2. Leadership development. Many people enter climate work young and get themselves through the first few years on the skin of their teeth. My first four years in the climate movement were both exhilarating and terrifying. I had no idea what I was doing most of the time, and hear similar experiences from colleagues. We could improve this by investing in focused leadership development — coaching, mentoring and fellowship programs — that support new folks in learning the skills they need to do the work and then to evolve their capacities as their work shifts and changes. Too often the bulk of leadership development resourcing goes into paid staff, but there are so many talented volunteers in the climate movement, and more who would get involved, given more structured support and investment in their leadership. 

3. Make it easy. We need ways for people to easily get involved. This could include online platforms that seamlessly help people find the best climate opportunities in their area and/or support them to connect with a step of staged actions and tasks that help them move along the ladder of engagement. It could also look like a one-stop-shop for all of the climate jobs and volunteering on offer. 

4. Scale philanthropy. The revolution will not be funded, but we sure as heck need more jobs in the climate movement, which means scaling the amount of funding going to movement building work. It’s the biggest threat facing our planet, yet climate change receives less than two percent of philanthropy globally, and an even tinier proportion of that goes to movement-building and advocacy work.

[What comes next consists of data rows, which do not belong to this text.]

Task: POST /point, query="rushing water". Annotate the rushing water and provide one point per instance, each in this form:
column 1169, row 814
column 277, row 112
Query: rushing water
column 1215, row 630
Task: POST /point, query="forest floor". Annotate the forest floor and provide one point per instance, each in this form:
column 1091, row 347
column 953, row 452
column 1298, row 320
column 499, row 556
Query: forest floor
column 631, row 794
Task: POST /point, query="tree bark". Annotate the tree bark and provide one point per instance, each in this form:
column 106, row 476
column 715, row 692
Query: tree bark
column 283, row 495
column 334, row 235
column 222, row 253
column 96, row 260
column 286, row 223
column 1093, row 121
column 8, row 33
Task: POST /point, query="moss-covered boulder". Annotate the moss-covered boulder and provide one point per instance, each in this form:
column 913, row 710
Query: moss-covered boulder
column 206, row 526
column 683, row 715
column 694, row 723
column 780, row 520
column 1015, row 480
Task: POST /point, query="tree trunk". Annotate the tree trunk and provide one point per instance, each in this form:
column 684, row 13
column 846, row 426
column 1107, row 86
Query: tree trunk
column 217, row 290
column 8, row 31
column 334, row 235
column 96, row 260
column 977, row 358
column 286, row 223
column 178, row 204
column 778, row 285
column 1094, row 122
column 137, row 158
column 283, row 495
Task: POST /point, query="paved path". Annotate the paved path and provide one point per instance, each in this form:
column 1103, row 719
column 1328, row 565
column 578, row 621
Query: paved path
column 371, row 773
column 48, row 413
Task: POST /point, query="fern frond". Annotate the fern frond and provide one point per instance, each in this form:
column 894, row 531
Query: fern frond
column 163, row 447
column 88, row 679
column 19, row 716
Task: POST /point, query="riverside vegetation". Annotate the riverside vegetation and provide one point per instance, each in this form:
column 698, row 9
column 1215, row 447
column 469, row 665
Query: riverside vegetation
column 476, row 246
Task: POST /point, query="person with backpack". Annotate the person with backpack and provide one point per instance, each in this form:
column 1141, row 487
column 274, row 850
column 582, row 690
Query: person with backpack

So many people are deeply concerned about the climate crisis. So many people are looking for ways to contribute. So many people have incredible skills, capacities and experience to offer. Our mission now is to earn their respect and time. We need to get these two tracks right: 1. improving our culture to support and encourage diverse and wide participation; and 2. opening up pathways for more and diverse people to join the movement. If we can do that, the sky’s really the limit in terms of the people power we could point at climate justice.